Po apelu, starsi kadeci mogli już wrócić do domów, a pierwszoroczni mieli jeszcze chwilę zostać. Wychowawczyni zaprowadziła ich do jednej z klas teorii i kazała im się rozsiąść.

- Witam was na pierwszym roku Akademii Pilotażu – zaczęła kobieta.

- Już to wiemy – powiedział jakiś chłopak z tylnych rzędów.

Wszyscy w klasie, wraz z nauczycielką, roześmiali się.
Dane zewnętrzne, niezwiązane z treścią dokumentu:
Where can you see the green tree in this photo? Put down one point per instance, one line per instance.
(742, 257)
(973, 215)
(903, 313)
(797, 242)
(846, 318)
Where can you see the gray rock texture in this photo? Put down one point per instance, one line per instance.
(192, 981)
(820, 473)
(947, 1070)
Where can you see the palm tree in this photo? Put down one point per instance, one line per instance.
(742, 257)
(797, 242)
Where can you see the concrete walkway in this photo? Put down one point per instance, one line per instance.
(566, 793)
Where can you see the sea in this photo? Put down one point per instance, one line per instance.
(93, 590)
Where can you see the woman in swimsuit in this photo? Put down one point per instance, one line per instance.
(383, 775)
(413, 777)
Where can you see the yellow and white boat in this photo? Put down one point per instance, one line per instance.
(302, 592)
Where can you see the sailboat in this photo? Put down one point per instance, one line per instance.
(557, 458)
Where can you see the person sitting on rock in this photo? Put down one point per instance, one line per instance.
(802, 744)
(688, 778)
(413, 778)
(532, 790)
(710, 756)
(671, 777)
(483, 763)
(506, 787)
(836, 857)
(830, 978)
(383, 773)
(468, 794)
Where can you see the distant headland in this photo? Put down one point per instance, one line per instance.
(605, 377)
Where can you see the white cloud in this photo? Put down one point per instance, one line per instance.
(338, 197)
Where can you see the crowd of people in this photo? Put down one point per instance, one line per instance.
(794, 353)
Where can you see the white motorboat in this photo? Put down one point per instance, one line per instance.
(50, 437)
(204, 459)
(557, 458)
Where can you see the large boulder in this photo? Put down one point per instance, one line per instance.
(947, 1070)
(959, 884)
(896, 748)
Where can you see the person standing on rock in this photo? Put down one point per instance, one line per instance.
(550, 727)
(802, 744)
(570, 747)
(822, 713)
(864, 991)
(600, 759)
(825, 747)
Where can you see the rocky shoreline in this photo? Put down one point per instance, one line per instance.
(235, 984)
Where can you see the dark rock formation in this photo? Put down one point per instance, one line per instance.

- Widocznie już mamy klasowego błazna – skomentowała instruktorka. – Dla jasności, nazywam się Michale Cantimo i, jak się zapewne domyślacie, będę wasza nauczycielką. Czy ktoś ma jakieś pytania?

W powietrze wystrzeliła ręka jakiejś rudowłosej dziewczyny, z mnóstwem piegów na nosie i okularami.

Nauczycielka wskazała na nią.

- Skoro to elitarna akademia to czy będą jakieś egzaminy?

Pani Cantimo uśmiechnęła się.

- Ależ oczywiście, że będą.

Wszyscy w sali, z wyjątkiem rudowłosej, jęknęli.

- Ale w trochę innej formie niż się domyślacie. Za egzaminy nie będziecie dostawać ocen, tylko punkty. Te punkty uplasują was w rankingu z innymi kadetami.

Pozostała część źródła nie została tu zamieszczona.